La semifinale dell’Europeo 1988 per l’Olanda è la vera finale, lo dice chiaramente anche il ct Rinus Michels, l’artefice degli anni migliori dell’Ajax, la mente che ha perfezionato il calcio totale. Per Michels, il calcio è guerra. Così, all’inizio del secondo tempo, solleva il dito medio verso i tifosi tedeschi. All’ultimo minuto, è Marco van Basten a portare l’Olanda in finale. Ronald Koeman scambia la maglia con Olaf Thon e si passa quella del tedesco in mezzo alle gambe: come dire, è carta igienica.

La vittoria scatena reazioni inattese, ricorda sempre Simon Kuper. Il professor de Jong, storico piuttosto grigio che ha scritto una voluminosa storia dell’Olanda nella Seconda guerra mondiale, balla per la stanza dopo il gol della vittoria. Ger Blok, allenatore di 58 anni che guida la nazionale dell’Honduras, scende per le strade di Tegucigalpa e corre, istericamente felice, sventolando una bandiera olandese. Pensava indirettamente anche a loro Michels quando, dopo la partita, ha spiegato: “Vincere questo match mi dà un senso di soddisfazione in più per ragioni che adesso non mi va di riassumere”.

L’anno successivo, prima di una partita di qualificazione ai Mondiali a Rotterdam, i tifosi tedeschi scrivono sui loro volantini di essere pronti “a invadere il territorio nemico”.

Applausi e sputi: Rijkaard e Voller a Italia ’90

Il punto più basso resta l’incontro di San Siro ai Mondiali del ’90. “Hup Holland Hup!” cantano gli olandesi. “Deutschland! Deutschland!” replicano i tedeschi durante l’inno nazionale. La partita è oltre i limiti della cattiveria. Adri van Tiggelen entra subito durissimo su Pierre Littbarski. Prima dell’intervallo Rudi Völler si getta a terra dopo un contatto con Frank Rijkaard che, ammonito, sputa in direzione dei capelli del tedesco. Völler indica lo sputo all’arbitro, e verrà ammonito. Rijkaard lo prende per i capelli. Il centravanti della Roma provoca subito dopo Hans van Breukelen. Rijkaard interviene e gli sputa di nuovo, stavolta direttamente sul collo. Manca poco perché vengano alle mani.
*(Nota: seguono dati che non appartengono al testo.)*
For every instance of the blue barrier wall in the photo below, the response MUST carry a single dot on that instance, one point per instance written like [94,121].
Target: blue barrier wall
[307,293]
Il doppio cartellino rosso evita la rissa da saloon a centrocampo. Anche se qualche pugno sarebbe volato, riferiscono i giornali dell’epoca, in spogliatoio. “Ho sbagliato, mi sono scusato con Rudi” ha detto Rijkaard, che cinque mesi dopo, al primo duello tra Roma e Milan, spiega al rivale di essersi sentito sotto pressione anche perché aveva appena divorziato dalla moglie. Anni dopo gireranno insieme, in accappatoio davanti a un tavolo apparecchiato per una colazione, un simpatico spot per una marca di burro olandese. Lo slogan “Alles in butter”, “tutto nel burro” è un proverbio tedesco che significa “va tutto bene”. Un segno di riconciliazione.

Con la riunificazione della Germania, e un periodo di risultati non straordinari della nazionale tedesca negli anni Novanta, la rivalità torna nel binario di una accesa contrapposizione sportiva. Ma nel 2003, i Ratingen Aliens, squadra tedesca di hockey di terza divisione, sfida gli Eaters Geleen, una formazione olandese. I giornali locali parlano di caccia all’uomo senza precedenti. I tifosi gridano di finirla. Dopo un quarto d’ora, il Ratingen lascia il campo. Perché Germania-Olanda non sarà mai una partita come le altre.